By John Fitzsimmons
Depending on your age and experience, the ways you perceive how fruit is grown could be extremely different. Today’s commercial orchards are radically different spaces to nostalgic visions of broad canopies of vase-pruned trees, modest fruit yields and long-term expectations, yet there are many contemporary commercial trends that could be applied to advantage in modern landscapes involving edibles, even in small spaces.
Once upon a time, as the story goes, fruit orchards, especially of apples and pears, were places of low tree density, perhaps just 250 trees per acre (in the ‘old money’), with vase-pruned trees at wide inter-row and intra-row spacings. They were also often regarded as long-term propositions, commercially breaking even in maybe 7-10 years and expected to stay in production for 20 years or more. The range of varieties grown was also relatively small and stable, perhaps a dozen or so, although some notable collections hold, or have recorded, up to 200 or 300 varieties.
Around the 1970s, the landscape literally changed with the wider uptake of trellising systems, including the locally developed Tatura Trellis, a ‘V’-form approach and tree densities increased significantly. Over the last 10-20 years orchards have changed even more dramatically, driven largely by a need for much greater productivity and better commercial returns on investments. This has been achieved by improved varietal selections matched with appropriate rootstocks, significantly higher tree densities (4000 trees/ha or more is not uncommon), and new training and pruning systems that still ‘harvest light’ efficiently while encouraging the trees to produce a lot of fruit. Especially in apples, pears and summer fruits, there is now an amazing range of new varietal selections and hybrids to meet wider horticultural, visual (market appeal) and culinary needs. Many are ‘club’ varieties for which propagation, growing and marketing is licensed and closely managed. For more information talk to your specialist propagation nursery.

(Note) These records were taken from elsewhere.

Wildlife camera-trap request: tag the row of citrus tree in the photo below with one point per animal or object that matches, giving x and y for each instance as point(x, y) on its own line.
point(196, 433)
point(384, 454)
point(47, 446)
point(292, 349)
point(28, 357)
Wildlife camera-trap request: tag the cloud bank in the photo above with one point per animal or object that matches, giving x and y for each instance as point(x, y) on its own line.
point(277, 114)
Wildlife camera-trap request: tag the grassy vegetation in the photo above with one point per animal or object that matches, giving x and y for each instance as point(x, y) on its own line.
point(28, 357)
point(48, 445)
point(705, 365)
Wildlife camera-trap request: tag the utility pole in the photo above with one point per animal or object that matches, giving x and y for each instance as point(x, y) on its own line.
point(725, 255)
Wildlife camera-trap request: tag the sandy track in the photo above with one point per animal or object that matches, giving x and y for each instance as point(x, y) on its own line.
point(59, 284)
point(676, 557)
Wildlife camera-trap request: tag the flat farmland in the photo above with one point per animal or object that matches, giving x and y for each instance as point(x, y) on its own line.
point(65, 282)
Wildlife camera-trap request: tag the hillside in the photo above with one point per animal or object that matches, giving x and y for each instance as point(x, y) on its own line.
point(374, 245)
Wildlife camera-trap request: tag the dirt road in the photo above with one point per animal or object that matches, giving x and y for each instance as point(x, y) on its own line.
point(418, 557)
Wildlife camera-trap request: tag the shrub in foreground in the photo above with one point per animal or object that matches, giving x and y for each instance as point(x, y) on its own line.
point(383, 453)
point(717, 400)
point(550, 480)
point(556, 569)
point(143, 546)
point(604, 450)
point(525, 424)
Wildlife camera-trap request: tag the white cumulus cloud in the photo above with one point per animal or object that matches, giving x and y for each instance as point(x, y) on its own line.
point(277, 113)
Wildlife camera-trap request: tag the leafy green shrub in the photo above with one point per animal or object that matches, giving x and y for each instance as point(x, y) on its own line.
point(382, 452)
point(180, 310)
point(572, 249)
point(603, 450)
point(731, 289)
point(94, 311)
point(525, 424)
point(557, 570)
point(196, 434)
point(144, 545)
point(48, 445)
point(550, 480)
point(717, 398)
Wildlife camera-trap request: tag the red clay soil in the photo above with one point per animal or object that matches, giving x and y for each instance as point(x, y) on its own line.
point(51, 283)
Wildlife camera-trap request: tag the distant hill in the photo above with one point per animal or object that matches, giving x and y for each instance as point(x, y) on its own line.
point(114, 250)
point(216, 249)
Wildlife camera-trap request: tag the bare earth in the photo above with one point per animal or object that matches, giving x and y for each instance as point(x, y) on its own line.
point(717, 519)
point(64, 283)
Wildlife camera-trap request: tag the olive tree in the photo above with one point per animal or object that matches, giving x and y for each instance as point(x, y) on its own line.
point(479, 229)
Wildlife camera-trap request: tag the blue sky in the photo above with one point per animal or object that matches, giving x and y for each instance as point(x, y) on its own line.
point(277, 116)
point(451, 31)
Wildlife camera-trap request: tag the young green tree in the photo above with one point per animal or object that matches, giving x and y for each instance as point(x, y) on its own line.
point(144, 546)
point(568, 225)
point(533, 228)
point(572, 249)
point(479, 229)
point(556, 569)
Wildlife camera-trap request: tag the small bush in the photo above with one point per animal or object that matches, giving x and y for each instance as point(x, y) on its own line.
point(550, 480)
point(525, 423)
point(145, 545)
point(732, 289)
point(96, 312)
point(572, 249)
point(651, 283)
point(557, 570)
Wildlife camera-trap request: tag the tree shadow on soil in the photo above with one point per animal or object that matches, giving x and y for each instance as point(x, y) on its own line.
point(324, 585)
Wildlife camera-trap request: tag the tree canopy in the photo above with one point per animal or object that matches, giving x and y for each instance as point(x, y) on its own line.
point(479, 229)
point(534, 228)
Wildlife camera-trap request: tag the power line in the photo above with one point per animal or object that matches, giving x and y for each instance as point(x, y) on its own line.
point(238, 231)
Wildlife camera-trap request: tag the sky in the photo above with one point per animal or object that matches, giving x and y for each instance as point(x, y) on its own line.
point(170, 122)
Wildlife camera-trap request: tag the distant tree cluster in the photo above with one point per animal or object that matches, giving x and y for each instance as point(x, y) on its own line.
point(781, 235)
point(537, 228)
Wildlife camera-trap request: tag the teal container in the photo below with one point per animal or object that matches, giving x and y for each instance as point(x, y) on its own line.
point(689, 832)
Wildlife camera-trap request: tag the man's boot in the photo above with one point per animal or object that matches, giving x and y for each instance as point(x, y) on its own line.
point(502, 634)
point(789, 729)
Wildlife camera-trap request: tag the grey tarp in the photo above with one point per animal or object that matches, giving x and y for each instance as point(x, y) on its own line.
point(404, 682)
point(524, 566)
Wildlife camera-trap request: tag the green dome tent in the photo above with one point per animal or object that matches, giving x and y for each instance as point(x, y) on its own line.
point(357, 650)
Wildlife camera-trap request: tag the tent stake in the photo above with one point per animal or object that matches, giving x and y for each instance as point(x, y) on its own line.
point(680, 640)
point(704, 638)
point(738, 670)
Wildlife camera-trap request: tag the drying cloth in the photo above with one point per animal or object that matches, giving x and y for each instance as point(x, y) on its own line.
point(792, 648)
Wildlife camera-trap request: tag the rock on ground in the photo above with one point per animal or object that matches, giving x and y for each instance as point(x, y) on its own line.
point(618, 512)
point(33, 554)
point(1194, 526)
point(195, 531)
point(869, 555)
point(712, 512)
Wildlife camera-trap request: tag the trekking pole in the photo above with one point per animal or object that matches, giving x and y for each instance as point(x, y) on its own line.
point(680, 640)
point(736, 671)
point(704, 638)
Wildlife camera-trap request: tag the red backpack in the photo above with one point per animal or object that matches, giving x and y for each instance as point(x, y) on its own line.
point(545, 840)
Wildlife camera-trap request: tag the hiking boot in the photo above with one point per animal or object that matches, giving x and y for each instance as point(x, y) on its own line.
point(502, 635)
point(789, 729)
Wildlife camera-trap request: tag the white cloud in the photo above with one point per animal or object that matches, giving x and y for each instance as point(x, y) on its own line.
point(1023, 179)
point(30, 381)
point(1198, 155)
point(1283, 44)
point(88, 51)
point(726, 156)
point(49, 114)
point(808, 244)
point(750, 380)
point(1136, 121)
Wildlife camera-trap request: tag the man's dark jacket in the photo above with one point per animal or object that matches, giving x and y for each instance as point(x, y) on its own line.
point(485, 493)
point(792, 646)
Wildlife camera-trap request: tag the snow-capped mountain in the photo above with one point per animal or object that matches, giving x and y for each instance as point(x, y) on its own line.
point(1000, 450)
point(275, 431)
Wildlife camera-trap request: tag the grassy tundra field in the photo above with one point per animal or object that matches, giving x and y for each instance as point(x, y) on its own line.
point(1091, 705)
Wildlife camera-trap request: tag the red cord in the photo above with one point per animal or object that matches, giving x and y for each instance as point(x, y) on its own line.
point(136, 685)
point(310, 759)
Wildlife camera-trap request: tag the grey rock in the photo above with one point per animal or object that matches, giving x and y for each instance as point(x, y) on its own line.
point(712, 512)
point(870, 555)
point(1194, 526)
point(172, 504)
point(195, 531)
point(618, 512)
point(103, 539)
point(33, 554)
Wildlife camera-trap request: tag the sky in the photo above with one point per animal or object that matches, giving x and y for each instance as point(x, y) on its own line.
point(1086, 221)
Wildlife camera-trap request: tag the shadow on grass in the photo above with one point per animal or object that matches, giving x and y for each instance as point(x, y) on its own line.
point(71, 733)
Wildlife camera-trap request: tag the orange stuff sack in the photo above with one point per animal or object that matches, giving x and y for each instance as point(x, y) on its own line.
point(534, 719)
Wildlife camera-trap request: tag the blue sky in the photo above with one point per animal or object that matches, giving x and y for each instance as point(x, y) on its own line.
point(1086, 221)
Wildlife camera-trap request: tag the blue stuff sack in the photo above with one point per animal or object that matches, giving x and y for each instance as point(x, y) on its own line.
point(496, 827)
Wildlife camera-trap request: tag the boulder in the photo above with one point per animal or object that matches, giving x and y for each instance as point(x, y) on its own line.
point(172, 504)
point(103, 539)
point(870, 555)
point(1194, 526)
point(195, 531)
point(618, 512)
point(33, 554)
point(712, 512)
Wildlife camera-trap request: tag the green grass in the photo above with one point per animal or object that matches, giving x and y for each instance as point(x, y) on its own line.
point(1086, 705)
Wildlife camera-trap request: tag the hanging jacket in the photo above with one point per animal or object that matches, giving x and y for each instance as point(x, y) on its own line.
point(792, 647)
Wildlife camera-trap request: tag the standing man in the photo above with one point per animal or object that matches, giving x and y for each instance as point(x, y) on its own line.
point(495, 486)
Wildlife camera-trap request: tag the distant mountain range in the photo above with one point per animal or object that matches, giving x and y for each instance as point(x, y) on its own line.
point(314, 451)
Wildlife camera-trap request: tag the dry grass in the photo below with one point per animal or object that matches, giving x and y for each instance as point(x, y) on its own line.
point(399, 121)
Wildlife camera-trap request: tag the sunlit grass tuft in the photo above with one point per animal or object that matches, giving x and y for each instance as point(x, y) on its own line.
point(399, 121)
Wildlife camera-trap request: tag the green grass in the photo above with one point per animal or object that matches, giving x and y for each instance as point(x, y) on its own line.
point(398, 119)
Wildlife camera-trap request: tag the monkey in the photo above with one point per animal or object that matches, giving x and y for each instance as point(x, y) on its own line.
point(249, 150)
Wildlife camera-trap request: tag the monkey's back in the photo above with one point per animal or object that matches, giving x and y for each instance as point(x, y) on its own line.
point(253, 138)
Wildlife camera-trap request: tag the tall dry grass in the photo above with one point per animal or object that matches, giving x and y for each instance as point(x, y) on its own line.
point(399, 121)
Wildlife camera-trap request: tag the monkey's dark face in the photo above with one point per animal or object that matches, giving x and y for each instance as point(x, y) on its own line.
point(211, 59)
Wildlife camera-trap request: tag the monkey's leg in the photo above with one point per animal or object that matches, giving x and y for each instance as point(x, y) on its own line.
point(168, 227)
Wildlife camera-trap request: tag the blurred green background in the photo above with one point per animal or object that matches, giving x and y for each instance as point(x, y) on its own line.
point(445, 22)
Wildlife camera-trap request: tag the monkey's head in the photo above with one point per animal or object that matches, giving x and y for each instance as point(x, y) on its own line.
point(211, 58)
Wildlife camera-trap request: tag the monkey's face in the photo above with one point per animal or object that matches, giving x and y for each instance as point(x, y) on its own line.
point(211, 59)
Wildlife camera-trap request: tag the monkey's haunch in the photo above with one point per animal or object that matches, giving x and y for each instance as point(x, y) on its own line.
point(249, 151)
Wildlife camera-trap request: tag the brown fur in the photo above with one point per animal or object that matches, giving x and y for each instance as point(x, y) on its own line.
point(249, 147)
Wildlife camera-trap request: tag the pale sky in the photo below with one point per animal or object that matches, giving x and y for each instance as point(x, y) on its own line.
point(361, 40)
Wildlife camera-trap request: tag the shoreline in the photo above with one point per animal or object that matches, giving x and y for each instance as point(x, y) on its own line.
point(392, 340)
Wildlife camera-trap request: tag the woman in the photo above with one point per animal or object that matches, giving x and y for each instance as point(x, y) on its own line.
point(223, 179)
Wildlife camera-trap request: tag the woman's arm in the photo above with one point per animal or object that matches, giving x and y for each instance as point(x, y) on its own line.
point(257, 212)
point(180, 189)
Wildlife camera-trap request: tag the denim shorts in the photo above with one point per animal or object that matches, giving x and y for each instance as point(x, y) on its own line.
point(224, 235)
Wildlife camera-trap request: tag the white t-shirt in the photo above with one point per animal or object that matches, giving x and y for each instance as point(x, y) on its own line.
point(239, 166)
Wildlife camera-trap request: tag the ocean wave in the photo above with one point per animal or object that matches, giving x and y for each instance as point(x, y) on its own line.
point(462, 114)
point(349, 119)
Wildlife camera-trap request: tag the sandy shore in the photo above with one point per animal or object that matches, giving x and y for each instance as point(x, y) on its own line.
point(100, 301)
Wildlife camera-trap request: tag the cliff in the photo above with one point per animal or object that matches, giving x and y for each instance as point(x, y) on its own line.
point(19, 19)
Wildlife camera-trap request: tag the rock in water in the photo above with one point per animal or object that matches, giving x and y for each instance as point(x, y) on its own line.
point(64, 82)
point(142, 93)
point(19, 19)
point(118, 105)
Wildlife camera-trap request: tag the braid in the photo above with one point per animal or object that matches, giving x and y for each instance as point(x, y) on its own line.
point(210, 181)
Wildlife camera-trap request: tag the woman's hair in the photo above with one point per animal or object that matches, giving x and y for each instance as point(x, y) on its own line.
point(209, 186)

In combination, these trends have dramatically increased fruit yields (per hectare), improved ‘packout’ (less wastage of fruit harvested) and, notably, often reduced labour requirements. The last point has been greatly influenced by OH&S trends, e.g., eliminating use of ladders, such that most orchard operations are now conducted from ground level.
Those trends can also be applied to advantage in our horticultural landscapes. There is an intersection of objectives and preferences with more available options. The trees are smaller which are ideal for contemporary smaller areas. Tree density can be dramatically increased, almost to hedging intensity. A common theme across many contemporary trellising systems, is the ‘fruit wall’ and ‘2-dimensional’ approach that is a useful concept for home garden settings.
Of course, the ultimate crossover is ‘greater productivity’ with ‘edibles’, one of the biggest trends in domestic horticulture. What’s not to like?
Well, yes, there are higher levels of tree management required to achieve the desired outcome, and it’s certainly more involved and technically challenging for the home gardener than maintaining a well-trimmed hedge.
However, there is a large and growing population of home gardeners who are keen and actively involved in deeper learning about specialist niches, and who are also interested in going up to a new level or beyond, into a new dimension.
This is also an opportunity for our industry’s trained and skilled horticulturists to expand the fruit tree category of their business, and to provide an ongoing and longer-term service at a higher professional level to their clients.
It’s a growing business sector with real benefits for all.
*Hort Journal Australia regular contributor, John Fitzsimmons, is a former Editor of Australian Fruitgrower for APAL (Apple & Pear Australia Ltd).